Friday, December 08, 2006

The trial bar searching for new targets.

Two articles in today's Wall Street Journal provide an interesting lesson in the way the trial lawyers treat medical device issues.

The first article,"Panel Supports Drug-Coated Stents " describing the conclusions of an FDA advisory panel on drug-eluding stents (small metal tubes which prop open clogged arteries) which have the potential for keeping arteries open longer then the traditional bare metal stents. An issue at those hearings is whether the drug-coated stents are tied to a small but significant danger of potentially deadly blood clots. This is still being sorted out, but most feel these types of stents have saved a significant number of lives and it is likely there will be more refined indications on who benefits more or less from using these.

Adjacent to this is an article titled "Stents are Galvanizing the Plaintiff's' Bar"
Some patients and lawyers aren't waiting (for studies)to file lawsuits, claiming manufacturers of the devices failed to warn them of the possible clotting risks, and of a severe itching problem caused by a hypersensitive reaction they allege can develop after stent implantation

The case comes amid a surge of lawsuits against pharmaceutical and medical device companies. The shift has taken place as massive lawsuits against tobacco and asbestos companies have dried up....

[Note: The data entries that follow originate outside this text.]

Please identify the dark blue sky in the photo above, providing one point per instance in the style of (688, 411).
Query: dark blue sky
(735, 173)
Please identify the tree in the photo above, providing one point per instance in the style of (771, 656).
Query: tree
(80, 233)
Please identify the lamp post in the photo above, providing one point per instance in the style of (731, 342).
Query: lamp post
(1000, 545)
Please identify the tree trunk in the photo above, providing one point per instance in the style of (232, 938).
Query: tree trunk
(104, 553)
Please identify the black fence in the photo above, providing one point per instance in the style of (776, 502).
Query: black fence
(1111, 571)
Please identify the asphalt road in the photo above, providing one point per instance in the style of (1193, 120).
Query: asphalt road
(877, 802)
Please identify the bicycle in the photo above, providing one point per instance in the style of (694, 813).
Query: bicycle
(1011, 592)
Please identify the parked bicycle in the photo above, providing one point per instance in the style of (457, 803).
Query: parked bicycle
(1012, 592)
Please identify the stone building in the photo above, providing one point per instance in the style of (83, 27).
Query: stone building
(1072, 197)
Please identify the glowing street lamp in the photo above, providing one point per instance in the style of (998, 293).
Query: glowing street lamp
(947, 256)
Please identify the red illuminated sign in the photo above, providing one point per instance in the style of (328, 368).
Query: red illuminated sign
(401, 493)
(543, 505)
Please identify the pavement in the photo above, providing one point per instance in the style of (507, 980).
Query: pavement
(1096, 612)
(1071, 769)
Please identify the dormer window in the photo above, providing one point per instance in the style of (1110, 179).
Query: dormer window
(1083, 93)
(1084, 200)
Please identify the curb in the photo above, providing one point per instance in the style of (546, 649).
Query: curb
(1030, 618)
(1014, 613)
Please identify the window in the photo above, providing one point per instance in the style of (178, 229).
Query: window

So as the perpetual feeding trough of the asbestos issue is disappearing, you can see each & every drug and device being eyed as the next cash cow for extorting settlements from industry. If the silicone breast implant debacle of the early 1990's taught us nothing, it's that science should not be established by lawyers in a court but by researchers in clinical trials. Does the plaintiff bar actually care about the truth in these cases as they're furious registering sites like to recruit clients?


Anonymous said...

I know this is your site and you're entitled to your opinion! And I mine (via the comments). I would suggest some balance.

Your words about cash-mongering lawyers suggests that all those who sue are not suffering. Some companies do good things, some do bad. Some people do good, some people do bad. Our justice system isn't perfect, but your comments suggest you believe we don't need one.

Dr. Rob Oliver said...

The point being highlighted here was the irony of the adjacent placement of these two articles. America's class-action lawsuit system and it's often perverse incentives are hard to defend. These cases aren't about altruism or truth, but rather they are serving as a readily used vehical for wealth distrubution by the trial bar.